We won’t discuss China’s motives for buying gold; looking solely at the behavior, the purchase volume has clearly decreased.
Since November 2022, China’s central bank has been increasing gold reserves, from 62.64 million ounces to 72.74 million ounces by March 2024, an increase of 10.1 million ounces.
Average monthly purchase: about 594,100 ounces.
From March to September 2024, the pace slowed, averaging about 20,000 ounces per month.
After that, the main pace was around 160,000 ounces per month for four months, then slowed down again.
In the last five months, China’s central bank has been mainly adding about 30,000 ounces per month.

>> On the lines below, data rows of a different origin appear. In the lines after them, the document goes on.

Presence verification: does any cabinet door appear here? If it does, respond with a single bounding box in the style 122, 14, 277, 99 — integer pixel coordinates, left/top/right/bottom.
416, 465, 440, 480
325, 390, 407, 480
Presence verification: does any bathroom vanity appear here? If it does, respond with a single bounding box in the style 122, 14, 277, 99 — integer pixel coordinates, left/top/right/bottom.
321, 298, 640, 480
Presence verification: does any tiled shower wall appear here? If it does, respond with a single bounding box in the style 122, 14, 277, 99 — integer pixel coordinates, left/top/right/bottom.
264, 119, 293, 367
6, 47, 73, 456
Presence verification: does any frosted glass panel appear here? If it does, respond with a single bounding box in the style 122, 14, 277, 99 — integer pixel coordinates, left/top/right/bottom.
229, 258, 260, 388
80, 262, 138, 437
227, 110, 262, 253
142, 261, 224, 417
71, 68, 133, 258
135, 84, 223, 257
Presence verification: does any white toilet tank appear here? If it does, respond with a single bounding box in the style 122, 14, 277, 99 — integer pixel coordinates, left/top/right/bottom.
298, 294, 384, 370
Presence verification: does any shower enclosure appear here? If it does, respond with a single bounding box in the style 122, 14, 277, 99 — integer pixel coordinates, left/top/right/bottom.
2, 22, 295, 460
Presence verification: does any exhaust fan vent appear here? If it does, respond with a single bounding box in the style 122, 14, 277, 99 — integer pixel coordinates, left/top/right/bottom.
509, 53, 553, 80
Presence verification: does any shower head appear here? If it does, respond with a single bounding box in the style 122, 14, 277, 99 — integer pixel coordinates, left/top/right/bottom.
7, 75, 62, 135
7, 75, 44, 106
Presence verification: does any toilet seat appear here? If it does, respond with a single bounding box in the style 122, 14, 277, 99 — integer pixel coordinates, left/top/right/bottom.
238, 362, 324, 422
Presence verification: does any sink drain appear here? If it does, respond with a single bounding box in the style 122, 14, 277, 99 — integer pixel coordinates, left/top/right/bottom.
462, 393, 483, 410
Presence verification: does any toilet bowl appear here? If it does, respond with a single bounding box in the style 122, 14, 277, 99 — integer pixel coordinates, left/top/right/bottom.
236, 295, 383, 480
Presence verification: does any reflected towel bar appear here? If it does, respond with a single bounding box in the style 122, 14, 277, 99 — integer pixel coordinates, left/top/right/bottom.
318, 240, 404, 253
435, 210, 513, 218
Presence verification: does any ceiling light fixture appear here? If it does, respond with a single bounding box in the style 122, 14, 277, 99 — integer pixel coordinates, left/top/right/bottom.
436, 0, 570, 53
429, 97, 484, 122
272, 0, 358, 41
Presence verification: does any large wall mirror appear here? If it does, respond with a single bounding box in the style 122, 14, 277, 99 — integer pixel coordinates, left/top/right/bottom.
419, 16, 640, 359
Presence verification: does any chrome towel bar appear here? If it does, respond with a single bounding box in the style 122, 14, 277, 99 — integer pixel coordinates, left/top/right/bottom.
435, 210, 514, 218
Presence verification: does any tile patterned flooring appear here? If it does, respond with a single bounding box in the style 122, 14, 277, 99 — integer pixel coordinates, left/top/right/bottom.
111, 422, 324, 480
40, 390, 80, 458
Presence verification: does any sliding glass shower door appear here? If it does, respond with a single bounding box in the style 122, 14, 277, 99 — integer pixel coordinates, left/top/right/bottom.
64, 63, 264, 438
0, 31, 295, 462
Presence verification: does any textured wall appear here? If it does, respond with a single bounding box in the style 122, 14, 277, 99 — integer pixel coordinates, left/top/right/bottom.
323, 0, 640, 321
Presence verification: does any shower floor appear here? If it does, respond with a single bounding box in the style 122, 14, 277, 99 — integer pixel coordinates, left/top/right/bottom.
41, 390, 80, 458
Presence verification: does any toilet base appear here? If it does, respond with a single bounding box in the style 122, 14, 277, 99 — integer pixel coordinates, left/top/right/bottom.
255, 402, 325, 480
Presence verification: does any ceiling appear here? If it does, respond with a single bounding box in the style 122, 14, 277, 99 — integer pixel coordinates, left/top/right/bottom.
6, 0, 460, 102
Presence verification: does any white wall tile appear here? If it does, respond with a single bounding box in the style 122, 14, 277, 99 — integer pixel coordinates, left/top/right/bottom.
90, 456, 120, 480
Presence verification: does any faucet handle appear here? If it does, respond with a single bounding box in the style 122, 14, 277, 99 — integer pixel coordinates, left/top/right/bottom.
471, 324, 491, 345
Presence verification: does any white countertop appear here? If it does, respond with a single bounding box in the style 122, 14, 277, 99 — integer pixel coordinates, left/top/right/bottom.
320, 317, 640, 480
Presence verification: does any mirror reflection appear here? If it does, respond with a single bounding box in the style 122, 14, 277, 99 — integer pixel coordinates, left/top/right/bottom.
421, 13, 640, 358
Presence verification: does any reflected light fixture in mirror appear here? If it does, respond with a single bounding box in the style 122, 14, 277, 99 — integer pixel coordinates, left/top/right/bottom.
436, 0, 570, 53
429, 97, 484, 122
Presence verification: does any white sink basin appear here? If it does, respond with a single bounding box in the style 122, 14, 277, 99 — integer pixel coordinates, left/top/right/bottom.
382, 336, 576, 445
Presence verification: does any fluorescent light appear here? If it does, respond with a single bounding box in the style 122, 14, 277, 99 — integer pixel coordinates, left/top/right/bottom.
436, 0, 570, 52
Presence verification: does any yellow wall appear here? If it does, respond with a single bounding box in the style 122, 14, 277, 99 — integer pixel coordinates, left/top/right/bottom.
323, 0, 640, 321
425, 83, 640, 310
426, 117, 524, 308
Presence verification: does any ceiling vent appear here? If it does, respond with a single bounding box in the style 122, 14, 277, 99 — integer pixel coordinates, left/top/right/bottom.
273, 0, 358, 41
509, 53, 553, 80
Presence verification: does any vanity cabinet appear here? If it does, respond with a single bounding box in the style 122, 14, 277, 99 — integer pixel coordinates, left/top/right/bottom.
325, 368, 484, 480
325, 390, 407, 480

The bad news is that China’s gold purchase speed has slowed significantly.
The good news is that China is still buying gold.
Thus, this is the only remaining 0.5 reason for gold’s rise.
The impact of China’s gold purchases on the global market is weak
On one hand, about 7 billion ounces of gold have been mined globally, with jewelry accounting for roughly 45-48%, private investment about 20-22%, and official reserves around 17%.
Considering only private investment, that’s approximately 1.47 billion ounces.
The latest LBMA settlement data for January 2026 shows daily clearing volume in London alone reaching 18.2 million ounces.
China’s monthly purchase of 30,000 ounces has minimal impact on prices.
Discrepancy Between China’s Buying and Gold Prices
On the other hand, even if we assume China’s gold purchases are a key driver of the rise, since late 2024, China has been slowing down.
Meanwhile, gold prices have accelerated upward since late 2024.
From a technical perspective, this is a divergence.
So, although China’s central bank is still buying gold, which can signal some positive sentiment, it probably only accounts for about 0.5 of the reasons for continued gold price increases.
Finally, from October 2022 to February 2026, gold prices have increased by 217.7%, with a monthly compound growth rate of 2.93%.
Comparing these three waves of gold price increases:
However, the speed of the third wave has already exceeded that of the second, which included massive liquidity injections.
This suggests that the pace of gold’s rise may have already overextended its safe-haven potential.
With safe-haven attributes potentially exhausted and inflation expectations waning, unless more extreme, unexpected black swan events occur (e.g., nuclear war), it is not advisable to hold high expectations for this remaining 0.5 reason for gold’s rise.